The State of Vermont has introduced a new bill to tidy up and modernise parts of its captive insurance law as it enters its 2019 legislative session.
David Provost, deputy commissioner of the captive insurance division of the Vermont Department of Financial Regulation (DFR), explained to Captive International that H. 188 would help tidy up and modernise some of Vermont’s captive laws.
“It’s a relatively simple bill this year, it is mostly technical amendments. Nothing drastic. It’s not quite a housekeeping bill - it’s a little more involved than that - it’s a series of fairly simple steps to keep our captive law modern and up-to-date,” said Provost.
One of the biggest changes in H.188 is the provision to allow flexibility in investments by giving companies the option to follow the old rules, or develop a plan for DFR approval.

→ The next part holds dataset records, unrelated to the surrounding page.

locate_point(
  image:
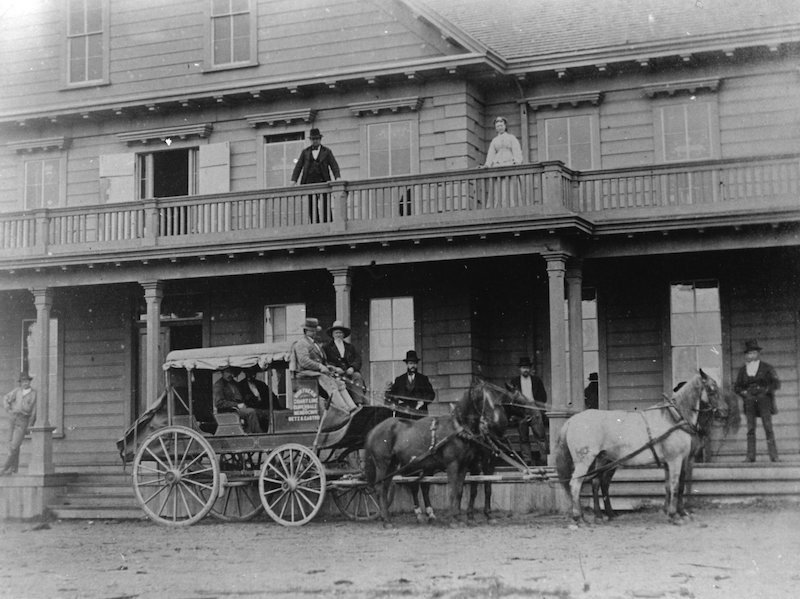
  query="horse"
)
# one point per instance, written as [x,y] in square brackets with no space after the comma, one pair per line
[432,444]
[705,421]
[615,438]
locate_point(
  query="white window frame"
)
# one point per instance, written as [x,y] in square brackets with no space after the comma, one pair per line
[211,17]
[61,182]
[544,115]
[69,37]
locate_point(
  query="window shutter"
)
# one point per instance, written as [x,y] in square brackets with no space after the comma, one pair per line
[214,168]
[117,176]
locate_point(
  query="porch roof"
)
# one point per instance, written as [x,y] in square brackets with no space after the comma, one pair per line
[236,356]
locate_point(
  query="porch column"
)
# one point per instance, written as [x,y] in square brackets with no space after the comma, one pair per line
[559,410]
[42,434]
[153,293]
[342,282]
[575,314]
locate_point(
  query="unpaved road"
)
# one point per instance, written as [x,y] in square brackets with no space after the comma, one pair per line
[744,551]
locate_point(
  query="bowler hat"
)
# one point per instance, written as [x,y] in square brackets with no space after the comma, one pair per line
[751,345]
[338,326]
[411,356]
[311,324]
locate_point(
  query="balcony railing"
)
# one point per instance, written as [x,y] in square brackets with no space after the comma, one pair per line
[414,201]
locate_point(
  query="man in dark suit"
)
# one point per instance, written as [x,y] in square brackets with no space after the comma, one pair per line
[412,389]
[532,388]
[316,163]
[345,360]
[756,382]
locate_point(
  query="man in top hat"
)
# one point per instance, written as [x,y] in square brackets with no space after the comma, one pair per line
[412,389]
[532,388]
[756,382]
[228,398]
[343,358]
[308,360]
[317,164]
[20,402]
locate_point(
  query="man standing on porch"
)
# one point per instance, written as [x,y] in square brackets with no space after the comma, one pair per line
[756,383]
[21,404]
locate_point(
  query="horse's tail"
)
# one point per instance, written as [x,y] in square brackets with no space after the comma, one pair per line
[564,464]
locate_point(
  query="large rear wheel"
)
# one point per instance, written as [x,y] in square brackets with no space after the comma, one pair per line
[176,476]
[292,484]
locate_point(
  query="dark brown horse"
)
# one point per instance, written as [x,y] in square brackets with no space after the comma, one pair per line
[433,444]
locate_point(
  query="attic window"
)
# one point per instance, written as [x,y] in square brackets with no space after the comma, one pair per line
[689,86]
[412,103]
[537,102]
[39,145]
[202,130]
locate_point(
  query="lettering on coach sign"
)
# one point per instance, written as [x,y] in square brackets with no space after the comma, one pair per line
[304,403]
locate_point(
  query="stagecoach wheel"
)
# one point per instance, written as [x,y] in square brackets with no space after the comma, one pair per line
[292,484]
[359,502]
[176,476]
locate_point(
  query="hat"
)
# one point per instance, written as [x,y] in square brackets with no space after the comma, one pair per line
[338,326]
[312,324]
[751,345]
[411,356]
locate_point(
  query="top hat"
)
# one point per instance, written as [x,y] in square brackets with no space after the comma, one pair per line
[338,326]
[411,356]
[751,345]
[312,324]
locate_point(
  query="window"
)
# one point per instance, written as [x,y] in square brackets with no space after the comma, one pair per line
[389,149]
[391,335]
[30,364]
[87,41]
[168,173]
[695,329]
[280,156]
[591,337]
[571,139]
[233,33]
[284,322]
[42,183]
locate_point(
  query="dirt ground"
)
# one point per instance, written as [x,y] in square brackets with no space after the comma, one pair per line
[742,551]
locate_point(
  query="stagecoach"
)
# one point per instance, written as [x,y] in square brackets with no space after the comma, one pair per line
[190,460]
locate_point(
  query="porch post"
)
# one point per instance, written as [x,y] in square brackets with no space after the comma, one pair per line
[342,282]
[575,309]
[559,410]
[153,293]
[42,434]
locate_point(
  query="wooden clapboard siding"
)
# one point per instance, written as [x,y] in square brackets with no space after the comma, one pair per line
[96,374]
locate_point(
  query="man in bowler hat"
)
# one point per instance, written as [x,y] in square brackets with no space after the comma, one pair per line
[532,388]
[756,383]
[317,164]
[20,402]
[412,389]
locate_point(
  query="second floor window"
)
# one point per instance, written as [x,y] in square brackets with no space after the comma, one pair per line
[42,183]
[389,149]
[86,41]
[232,32]
[168,173]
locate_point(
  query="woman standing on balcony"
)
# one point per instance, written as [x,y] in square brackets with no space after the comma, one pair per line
[504,149]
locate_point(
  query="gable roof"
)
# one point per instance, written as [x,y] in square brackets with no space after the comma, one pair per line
[518,30]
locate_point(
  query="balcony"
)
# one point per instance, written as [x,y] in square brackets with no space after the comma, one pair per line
[544,196]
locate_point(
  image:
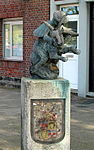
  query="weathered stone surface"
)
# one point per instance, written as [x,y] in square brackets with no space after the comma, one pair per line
[44,89]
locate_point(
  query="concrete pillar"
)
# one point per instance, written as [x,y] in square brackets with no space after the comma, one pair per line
[39,96]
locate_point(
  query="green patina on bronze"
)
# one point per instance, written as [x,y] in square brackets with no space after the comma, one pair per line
[49,47]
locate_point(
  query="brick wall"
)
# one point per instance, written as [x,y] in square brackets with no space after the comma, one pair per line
[33,13]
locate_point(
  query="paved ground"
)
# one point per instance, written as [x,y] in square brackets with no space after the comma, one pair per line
[82,122]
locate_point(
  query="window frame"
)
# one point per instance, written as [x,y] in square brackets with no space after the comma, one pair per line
[11,22]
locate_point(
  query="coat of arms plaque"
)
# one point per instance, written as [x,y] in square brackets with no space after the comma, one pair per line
[47,120]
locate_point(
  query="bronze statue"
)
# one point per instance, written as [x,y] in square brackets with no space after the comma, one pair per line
[49,47]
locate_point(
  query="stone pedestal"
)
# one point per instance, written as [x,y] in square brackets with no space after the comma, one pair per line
[45,114]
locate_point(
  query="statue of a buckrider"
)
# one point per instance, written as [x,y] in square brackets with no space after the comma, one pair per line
[49,47]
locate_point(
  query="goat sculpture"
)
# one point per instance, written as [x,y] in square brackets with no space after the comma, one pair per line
[49,47]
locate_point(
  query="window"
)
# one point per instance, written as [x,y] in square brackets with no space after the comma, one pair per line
[70,10]
[13,39]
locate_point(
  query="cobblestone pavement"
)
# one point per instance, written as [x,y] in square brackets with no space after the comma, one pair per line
[82,121]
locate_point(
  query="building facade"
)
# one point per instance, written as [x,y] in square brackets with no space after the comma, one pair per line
[85,64]
[18,19]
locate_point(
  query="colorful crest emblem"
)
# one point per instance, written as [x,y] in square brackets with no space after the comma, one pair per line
[47,120]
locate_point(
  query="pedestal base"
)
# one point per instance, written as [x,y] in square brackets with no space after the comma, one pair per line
[45,114]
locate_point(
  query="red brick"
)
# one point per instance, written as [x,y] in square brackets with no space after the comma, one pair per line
[33,13]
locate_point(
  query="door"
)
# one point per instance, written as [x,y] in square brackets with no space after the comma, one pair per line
[91,64]
[69,70]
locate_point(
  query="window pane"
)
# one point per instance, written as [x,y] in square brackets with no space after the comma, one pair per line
[17,40]
[71,10]
[73,25]
[7,40]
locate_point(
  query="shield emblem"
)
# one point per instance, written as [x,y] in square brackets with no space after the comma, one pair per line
[47,120]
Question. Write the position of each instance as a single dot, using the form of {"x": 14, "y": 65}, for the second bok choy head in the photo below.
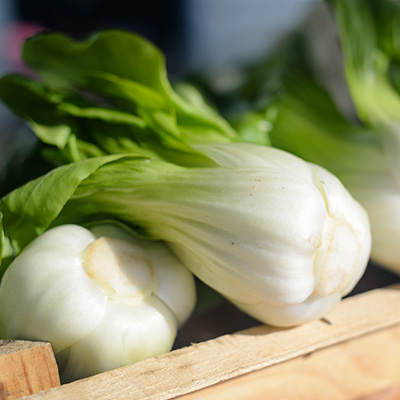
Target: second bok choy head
{"x": 103, "y": 298}
{"x": 280, "y": 238}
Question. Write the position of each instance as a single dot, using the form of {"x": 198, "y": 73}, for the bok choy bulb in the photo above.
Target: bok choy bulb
{"x": 102, "y": 298}
{"x": 280, "y": 238}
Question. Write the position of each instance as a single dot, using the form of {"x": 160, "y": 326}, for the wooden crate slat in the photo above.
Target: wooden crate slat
{"x": 364, "y": 368}
{"x": 25, "y": 368}
{"x": 204, "y": 364}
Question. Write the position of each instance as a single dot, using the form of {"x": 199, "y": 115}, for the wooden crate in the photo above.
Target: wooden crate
{"x": 354, "y": 353}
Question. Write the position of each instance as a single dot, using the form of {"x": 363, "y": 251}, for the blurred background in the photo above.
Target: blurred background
{"x": 208, "y": 38}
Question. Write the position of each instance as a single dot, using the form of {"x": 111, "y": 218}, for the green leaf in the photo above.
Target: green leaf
{"x": 369, "y": 45}
{"x": 29, "y": 210}
{"x": 127, "y": 70}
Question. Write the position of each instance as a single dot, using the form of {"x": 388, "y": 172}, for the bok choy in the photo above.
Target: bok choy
{"x": 280, "y": 238}
{"x": 102, "y": 297}
{"x": 303, "y": 118}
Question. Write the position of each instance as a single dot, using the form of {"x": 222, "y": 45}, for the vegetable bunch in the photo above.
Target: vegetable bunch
{"x": 279, "y": 237}
{"x": 304, "y": 119}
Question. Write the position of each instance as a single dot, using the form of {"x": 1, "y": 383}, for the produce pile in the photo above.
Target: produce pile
{"x": 276, "y": 201}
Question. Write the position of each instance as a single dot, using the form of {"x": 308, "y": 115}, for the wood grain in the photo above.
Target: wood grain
{"x": 204, "y": 364}
{"x": 358, "y": 369}
{"x": 26, "y": 368}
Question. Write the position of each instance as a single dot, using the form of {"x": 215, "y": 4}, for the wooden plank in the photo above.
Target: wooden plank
{"x": 25, "y": 368}
{"x": 359, "y": 369}
{"x": 201, "y": 365}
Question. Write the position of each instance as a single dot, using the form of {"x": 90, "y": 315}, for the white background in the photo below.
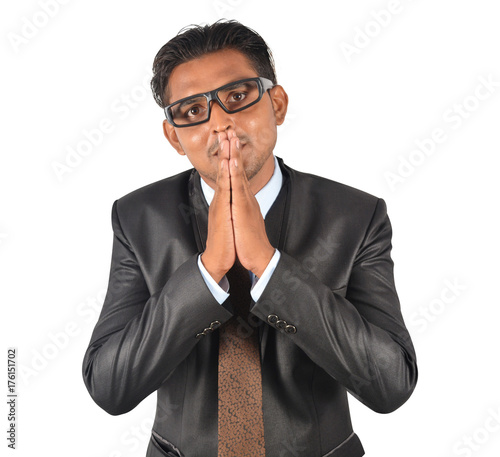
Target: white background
{"x": 354, "y": 116}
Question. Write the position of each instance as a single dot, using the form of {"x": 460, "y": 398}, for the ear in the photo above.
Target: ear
{"x": 171, "y": 136}
{"x": 279, "y": 99}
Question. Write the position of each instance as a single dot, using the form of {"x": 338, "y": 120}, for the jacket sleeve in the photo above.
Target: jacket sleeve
{"x": 140, "y": 338}
{"x": 360, "y": 339}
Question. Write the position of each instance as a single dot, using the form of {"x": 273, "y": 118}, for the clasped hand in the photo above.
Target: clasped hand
{"x": 236, "y": 228}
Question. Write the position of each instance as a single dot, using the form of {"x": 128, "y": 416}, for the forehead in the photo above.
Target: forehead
{"x": 208, "y": 72}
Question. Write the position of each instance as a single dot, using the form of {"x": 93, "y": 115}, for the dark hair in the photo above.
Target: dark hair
{"x": 195, "y": 41}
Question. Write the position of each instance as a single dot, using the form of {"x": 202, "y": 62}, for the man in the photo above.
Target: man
{"x": 249, "y": 295}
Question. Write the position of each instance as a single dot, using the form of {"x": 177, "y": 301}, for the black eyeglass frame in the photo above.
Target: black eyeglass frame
{"x": 263, "y": 84}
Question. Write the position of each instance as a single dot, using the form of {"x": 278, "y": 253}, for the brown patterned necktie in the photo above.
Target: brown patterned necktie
{"x": 241, "y": 422}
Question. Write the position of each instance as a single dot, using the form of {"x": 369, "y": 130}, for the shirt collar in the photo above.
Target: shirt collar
{"x": 265, "y": 196}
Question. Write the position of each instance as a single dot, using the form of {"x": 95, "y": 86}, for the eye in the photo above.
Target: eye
{"x": 193, "y": 111}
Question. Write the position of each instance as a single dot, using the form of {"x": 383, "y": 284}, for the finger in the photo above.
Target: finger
{"x": 239, "y": 182}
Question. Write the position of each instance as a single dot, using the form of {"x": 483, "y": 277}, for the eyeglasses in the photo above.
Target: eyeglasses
{"x": 232, "y": 97}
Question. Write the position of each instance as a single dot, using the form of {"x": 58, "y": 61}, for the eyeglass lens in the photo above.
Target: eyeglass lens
{"x": 234, "y": 97}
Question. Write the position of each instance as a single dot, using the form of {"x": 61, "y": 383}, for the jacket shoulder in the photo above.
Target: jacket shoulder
{"x": 323, "y": 190}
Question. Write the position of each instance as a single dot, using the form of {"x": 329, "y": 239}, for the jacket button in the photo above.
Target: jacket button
{"x": 281, "y": 324}
{"x": 272, "y": 319}
{"x": 291, "y": 329}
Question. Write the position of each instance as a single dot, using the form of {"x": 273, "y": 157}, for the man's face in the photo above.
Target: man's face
{"x": 255, "y": 126}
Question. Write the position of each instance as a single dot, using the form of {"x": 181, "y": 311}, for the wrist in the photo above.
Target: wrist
{"x": 216, "y": 273}
{"x": 261, "y": 266}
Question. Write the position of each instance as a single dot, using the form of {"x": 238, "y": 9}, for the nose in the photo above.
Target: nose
{"x": 221, "y": 121}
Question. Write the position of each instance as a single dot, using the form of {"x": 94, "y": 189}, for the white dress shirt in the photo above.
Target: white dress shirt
{"x": 265, "y": 197}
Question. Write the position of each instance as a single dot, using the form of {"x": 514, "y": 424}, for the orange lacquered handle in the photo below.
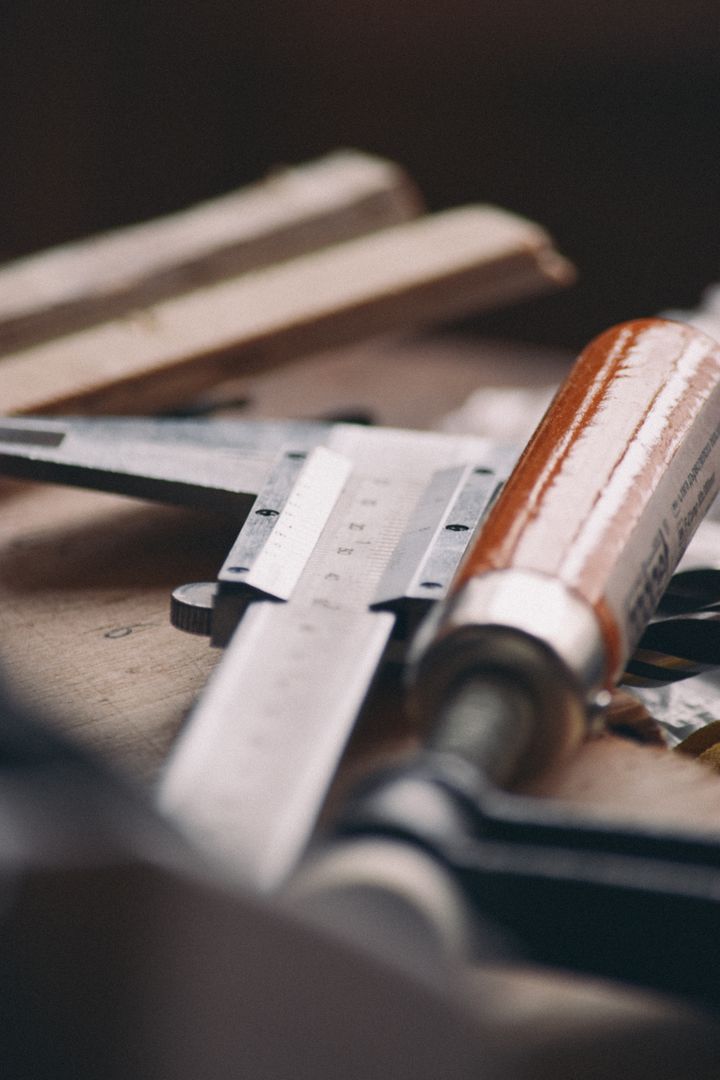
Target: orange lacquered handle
{"x": 616, "y": 477}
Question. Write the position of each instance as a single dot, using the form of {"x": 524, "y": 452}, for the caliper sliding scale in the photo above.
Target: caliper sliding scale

“Right now a single-parent captive has no investment restrictions at all. That’s going stay that way,” said Provost.
“But groups have a lot of investment restrictions. They follow an old model law that is very prescriptive in how much they can hold and how diversified they have to be. And we’re modernising that to give them an option: they can either follow the old rules or give the DFR a plan that meets diversity and liquidity requirements, and addresses the matching of liabilities and assets with a plan of operation.”
Another significant change is the changing of the examination schedule, from “three years to maybe five” to “five years or more frequently as needed”. Provost explained there is no practical effect - the default will be five years instead of three but will still be priority based, reflecting actual practice.
“We do exams on a priority basis. So we assess companies by their risk, and if we feel they need to be examined more often, they will be examined more often,” added Provost.
Some of the other changes include the new captive structures, affiliated reinsurance companies (ARCs), requiring National Association of Insurance Commissioners (NAIC) statutory accounting.
The bill would also allow captives to use any organisational form permitted by Vermont law; the captive law will automatically stay current, and DFR still has plenty of opportunity to decline an application or reject a business form if not appropriate for an insurance company, or for a particular circumstance.
Vermont has also been considering legislation specific to run-off facilities for captive business. Legislation has been drafted, but Provost said it needs to be studied further and get more support before it is proposed.